En basitinden örnek veriyorum: "Adam dudaklarını kadının yanağına sürttü." demesi gerekiyor ama "Adam yanağını kadının dudaklarına sürttü." diyor. He? Aynı cümle gerçekten kitapta var. Bunun gibi saçma sapan bir sürü hatayla doluydu kitap. Tam iş ciddileşiyorken, kavga kıyamet kopacakken, ateşimiz yükselmeye başlacakken böyle bir hata yapılıyor. İnsanın aklında canlanan sahne de, okuduğu cümleyle paralel oluyor tabii. Adam yanağını kadının dudağına mı sürtmüş..? Ne???
Adam: "Öp lan yanağımı!!"
Kitap tüm ciddiyetini ve aksiyonunu kaybedip bir şakaya dönüşüveriyor.

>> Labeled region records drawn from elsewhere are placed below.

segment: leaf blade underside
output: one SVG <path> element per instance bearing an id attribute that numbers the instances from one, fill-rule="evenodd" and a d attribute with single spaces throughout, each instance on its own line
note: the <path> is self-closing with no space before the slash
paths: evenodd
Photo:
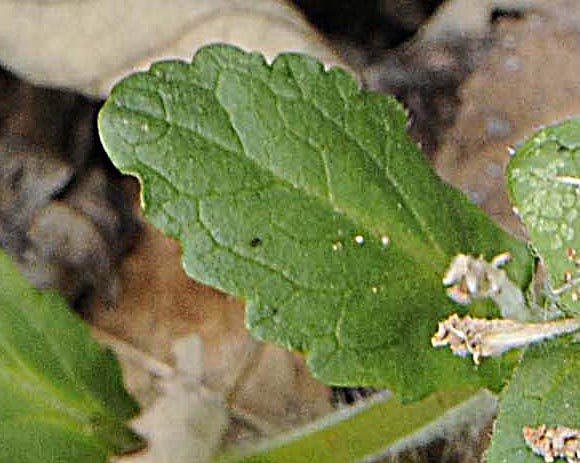
<path id="1" fill-rule="evenodd" d="M 226 45 L 129 77 L 99 116 L 147 217 L 181 241 L 190 276 L 247 301 L 255 336 L 306 353 L 327 383 L 404 400 L 497 390 L 509 361 L 474 370 L 431 348 L 458 310 L 441 278 L 458 252 L 507 250 L 523 286 L 527 250 L 436 177 L 405 126 L 394 99 L 340 69 Z"/>

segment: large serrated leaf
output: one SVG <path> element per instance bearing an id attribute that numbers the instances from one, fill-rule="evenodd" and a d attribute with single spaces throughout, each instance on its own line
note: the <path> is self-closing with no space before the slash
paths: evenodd
<path id="1" fill-rule="evenodd" d="M 580 262 L 580 119 L 536 133 L 512 157 L 507 176 L 511 200 L 558 290 L 577 276 Z M 560 301 L 580 311 L 574 291 Z"/>
<path id="2" fill-rule="evenodd" d="M 441 278 L 458 252 L 509 250 L 524 285 L 527 249 L 436 177 L 405 125 L 340 69 L 226 45 L 130 76 L 99 117 L 148 218 L 182 242 L 189 275 L 247 300 L 254 335 L 305 352 L 328 383 L 498 389 L 509 363 L 431 348 L 458 309 Z"/>
<path id="3" fill-rule="evenodd" d="M 0 462 L 103 463 L 140 448 L 113 354 L 0 251 Z"/>
<path id="4" fill-rule="evenodd" d="M 579 387 L 579 343 L 562 338 L 528 348 L 500 399 L 487 463 L 542 462 L 526 446 L 522 428 L 580 428 Z"/>

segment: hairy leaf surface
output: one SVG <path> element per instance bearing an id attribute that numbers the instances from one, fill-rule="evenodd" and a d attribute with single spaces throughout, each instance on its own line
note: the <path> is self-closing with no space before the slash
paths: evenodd
<path id="1" fill-rule="evenodd" d="M 580 344 L 562 338 L 528 348 L 500 399 L 488 463 L 540 463 L 522 428 L 580 428 Z"/>

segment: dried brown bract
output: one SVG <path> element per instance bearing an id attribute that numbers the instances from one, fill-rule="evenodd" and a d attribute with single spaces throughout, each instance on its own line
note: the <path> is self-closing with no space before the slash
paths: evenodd
<path id="1" fill-rule="evenodd" d="M 544 461 L 565 458 L 568 463 L 580 463 L 580 429 L 541 424 L 537 428 L 524 426 L 522 432 L 526 444 Z"/>

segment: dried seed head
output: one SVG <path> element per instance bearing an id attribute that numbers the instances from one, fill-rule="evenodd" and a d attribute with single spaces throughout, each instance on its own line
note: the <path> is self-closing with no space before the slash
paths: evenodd
<path id="1" fill-rule="evenodd" d="M 580 318 L 521 323 L 507 319 L 460 318 L 453 314 L 439 322 L 431 345 L 449 346 L 455 355 L 471 355 L 475 364 L 479 364 L 481 357 L 500 355 L 510 349 L 571 333 L 579 328 Z"/>
<path id="2" fill-rule="evenodd" d="M 508 252 L 495 256 L 491 262 L 483 257 L 458 254 L 454 257 L 443 277 L 443 284 L 450 286 L 447 295 L 455 302 L 468 304 L 472 299 L 493 297 L 501 292 L 508 280 L 501 269 L 511 259 Z"/>
<path id="3" fill-rule="evenodd" d="M 537 428 L 524 426 L 522 433 L 528 447 L 544 461 L 565 458 L 568 463 L 580 463 L 580 430 L 556 426 L 548 428 L 541 424 Z"/>

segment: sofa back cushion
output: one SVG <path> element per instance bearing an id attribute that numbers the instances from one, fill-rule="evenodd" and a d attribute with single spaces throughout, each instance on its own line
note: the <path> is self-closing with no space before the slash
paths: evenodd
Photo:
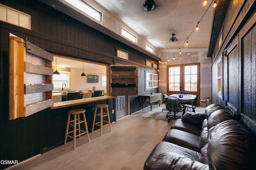
<path id="1" fill-rule="evenodd" d="M 206 115 L 206 119 L 208 119 L 210 115 L 219 109 L 226 109 L 225 106 L 219 104 L 212 104 L 209 105 L 204 110 L 204 112 Z"/>
<path id="2" fill-rule="evenodd" d="M 208 133 L 210 169 L 252 169 L 255 146 L 255 139 L 240 123 L 231 119 L 218 124 Z"/>
<path id="3" fill-rule="evenodd" d="M 232 113 L 226 109 L 216 110 L 212 113 L 207 119 L 208 130 L 220 122 L 231 119 L 233 119 Z"/>

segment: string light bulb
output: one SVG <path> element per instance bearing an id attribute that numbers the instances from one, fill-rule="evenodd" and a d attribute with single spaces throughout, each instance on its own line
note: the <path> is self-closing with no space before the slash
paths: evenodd
<path id="1" fill-rule="evenodd" d="M 217 3 L 216 3 L 216 1 L 215 0 L 214 2 L 213 2 L 213 8 L 216 8 L 217 6 Z"/>

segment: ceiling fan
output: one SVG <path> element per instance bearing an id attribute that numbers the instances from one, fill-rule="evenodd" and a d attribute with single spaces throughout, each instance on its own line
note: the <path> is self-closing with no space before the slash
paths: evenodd
<path id="1" fill-rule="evenodd" d="M 172 37 L 171 37 L 170 38 L 170 42 L 174 42 L 178 40 L 178 39 L 177 39 L 177 38 L 174 37 L 174 36 L 175 35 L 175 34 L 172 33 Z"/>

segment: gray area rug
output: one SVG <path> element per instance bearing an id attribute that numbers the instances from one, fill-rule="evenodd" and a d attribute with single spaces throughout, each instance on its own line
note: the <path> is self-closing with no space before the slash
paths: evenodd
<path id="1" fill-rule="evenodd" d="M 165 121 L 168 121 L 168 119 L 166 118 L 166 114 L 168 113 L 168 111 L 167 110 L 162 111 L 162 109 L 165 109 L 165 104 L 161 104 L 160 107 L 158 107 L 158 105 L 154 105 L 152 108 L 152 111 L 150 111 L 150 107 L 149 107 L 149 111 L 142 115 L 141 116 Z M 204 112 L 205 109 L 205 106 L 200 106 L 197 107 L 195 110 L 196 112 Z M 192 109 L 191 110 L 189 109 L 188 111 L 192 111 Z M 172 113 L 173 114 L 173 113 Z M 178 114 L 176 114 L 177 116 L 181 116 L 182 115 L 182 112 L 180 112 Z M 173 121 L 174 121 L 174 120 Z"/>

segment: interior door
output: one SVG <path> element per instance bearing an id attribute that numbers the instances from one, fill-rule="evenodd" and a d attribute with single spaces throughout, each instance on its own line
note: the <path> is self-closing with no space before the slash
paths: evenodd
<path id="1" fill-rule="evenodd" d="M 128 114 L 128 96 L 117 96 L 116 101 L 117 119 Z"/>
<path id="2" fill-rule="evenodd" d="M 200 96 L 200 63 L 167 66 L 167 93 L 179 94 L 182 90 Z M 198 98 L 197 104 L 200 100 Z"/>

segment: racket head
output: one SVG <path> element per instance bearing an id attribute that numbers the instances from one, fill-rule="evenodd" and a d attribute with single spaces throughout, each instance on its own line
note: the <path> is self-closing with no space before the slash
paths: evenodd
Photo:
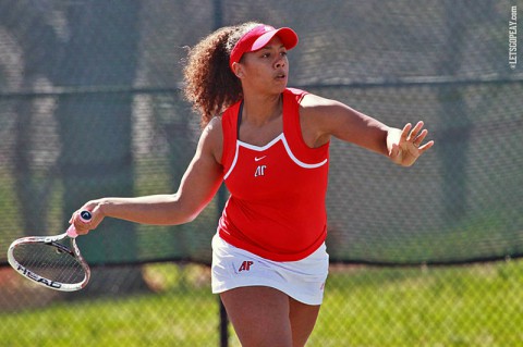
<path id="1" fill-rule="evenodd" d="M 19 238 L 9 246 L 8 261 L 24 277 L 54 290 L 80 290 L 90 278 L 90 269 L 68 233 Z"/>

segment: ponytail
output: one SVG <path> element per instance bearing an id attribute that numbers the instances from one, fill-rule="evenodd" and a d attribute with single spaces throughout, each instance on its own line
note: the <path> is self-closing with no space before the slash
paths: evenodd
<path id="1" fill-rule="evenodd" d="M 200 126 L 242 99 L 240 79 L 229 67 L 229 57 L 240 38 L 259 23 L 220 28 L 190 50 L 184 67 L 184 96 L 200 114 Z"/>

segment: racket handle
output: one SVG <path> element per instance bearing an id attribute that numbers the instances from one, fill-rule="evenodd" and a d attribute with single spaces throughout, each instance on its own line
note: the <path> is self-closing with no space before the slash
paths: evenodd
<path id="1" fill-rule="evenodd" d="M 84 223 L 88 223 L 92 218 L 93 218 L 93 214 L 90 214 L 90 212 L 87 210 L 83 210 L 80 212 L 80 220 Z M 78 233 L 76 232 L 76 227 L 74 227 L 74 223 L 69 226 L 68 236 L 72 238 L 75 238 L 76 236 L 78 236 Z"/>

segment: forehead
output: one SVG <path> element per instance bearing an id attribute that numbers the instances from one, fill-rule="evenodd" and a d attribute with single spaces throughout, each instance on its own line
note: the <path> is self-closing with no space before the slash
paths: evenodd
<path id="1" fill-rule="evenodd" d="M 281 47 L 281 46 L 283 46 L 283 42 L 281 41 L 281 38 L 279 38 L 278 36 L 275 36 L 270 39 L 270 41 L 267 42 L 267 45 L 265 47 L 269 47 L 269 46 Z M 264 49 L 264 48 L 262 48 L 262 49 Z"/>

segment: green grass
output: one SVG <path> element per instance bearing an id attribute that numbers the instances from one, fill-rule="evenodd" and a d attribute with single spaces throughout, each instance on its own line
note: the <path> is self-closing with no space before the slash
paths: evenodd
<path id="1" fill-rule="evenodd" d="M 0 313 L 0 345 L 218 346 L 217 297 L 208 282 L 191 267 L 182 275 L 172 267 L 147 271 L 150 281 L 163 283 L 161 294 Z M 523 261 L 428 269 L 335 265 L 308 346 L 518 346 L 522 287 Z M 235 336 L 230 346 L 239 346 Z"/>

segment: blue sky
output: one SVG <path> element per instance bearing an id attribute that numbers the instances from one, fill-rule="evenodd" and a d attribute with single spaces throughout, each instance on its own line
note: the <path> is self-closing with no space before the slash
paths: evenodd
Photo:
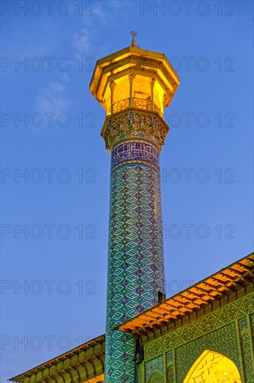
<path id="1" fill-rule="evenodd" d="M 167 297 L 253 251 L 253 3 L 53 3 L 1 2 L 1 383 L 104 334 L 110 156 L 89 84 L 130 30 L 180 79 L 161 154 Z"/>

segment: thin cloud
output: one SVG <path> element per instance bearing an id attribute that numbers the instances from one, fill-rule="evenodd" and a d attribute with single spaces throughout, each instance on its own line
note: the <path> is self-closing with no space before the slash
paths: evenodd
<path id="1" fill-rule="evenodd" d="M 65 79 L 66 81 L 66 79 Z M 65 113 L 71 104 L 67 96 L 67 88 L 60 81 L 49 82 L 39 89 L 35 101 L 35 110 L 38 113 Z"/>

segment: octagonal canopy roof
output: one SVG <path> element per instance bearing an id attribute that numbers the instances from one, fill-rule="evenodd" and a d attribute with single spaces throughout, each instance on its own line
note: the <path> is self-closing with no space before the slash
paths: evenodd
<path id="1" fill-rule="evenodd" d="M 178 74 L 164 54 L 134 45 L 97 61 L 90 91 L 107 109 L 111 81 L 115 84 L 114 102 L 130 97 L 130 75 L 134 75 L 133 97 L 139 99 L 149 98 L 153 79 L 154 100 L 160 109 L 169 106 L 180 83 Z"/>

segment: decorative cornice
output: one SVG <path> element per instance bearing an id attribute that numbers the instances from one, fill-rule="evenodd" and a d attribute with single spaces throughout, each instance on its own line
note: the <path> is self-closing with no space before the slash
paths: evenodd
<path id="1" fill-rule="evenodd" d="M 104 354 L 105 335 L 102 335 L 9 380 L 19 383 L 103 382 Z"/>
<path id="2" fill-rule="evenodd" d="M 106 118 L 101 131 L 106 149 L 126 139 L 143 139 L 159 150 L 164 144 L 169 127 L 156 111 L 128 108 Z"/>

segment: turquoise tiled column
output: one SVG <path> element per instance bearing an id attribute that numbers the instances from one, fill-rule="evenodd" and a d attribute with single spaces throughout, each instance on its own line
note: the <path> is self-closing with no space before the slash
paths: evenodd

Bir de hiç anlaşılmayan cümleler var, onlardan söz etmeyeceğim.
Halbuki potansiyeli o kadar yüksek bir kitaptı ki. Konu o kadar mükemmeldi ki. Hele "aile bağları" işin içine girdiğinde o kadar güzelleşiyordu ki...
Kitabımızın baş karakteri ailesi öldürüldükten sonra çingenelerle birlikte başka bir ülkeye kaçmak zorunda kalan, intikam ateşiyle yanan bir Rus prensesi. Konunun güzelliği..
Okuyun gerçekten öneririm ama ingilizceniz varsa orijinal dilinde okumayı tercih edin. Benim için artık çok geç.. Bu arada, bu bir üçlemenin ilk kitabı. Okumaya devam edecek miyim? Evet. Çeviri rezilliğini göz ardı ediyorum çünkü kurgu, hikaye gerçekten okumaya değer. İyi yönünden bakalım, çevirinin bozukluğu kitaba komedi katmış.
Her şeye rağmen bir göz atın derim. Hem üçlemenin diğer iki kitabında çevirinin düzelebileceğine dair umutlarım da var.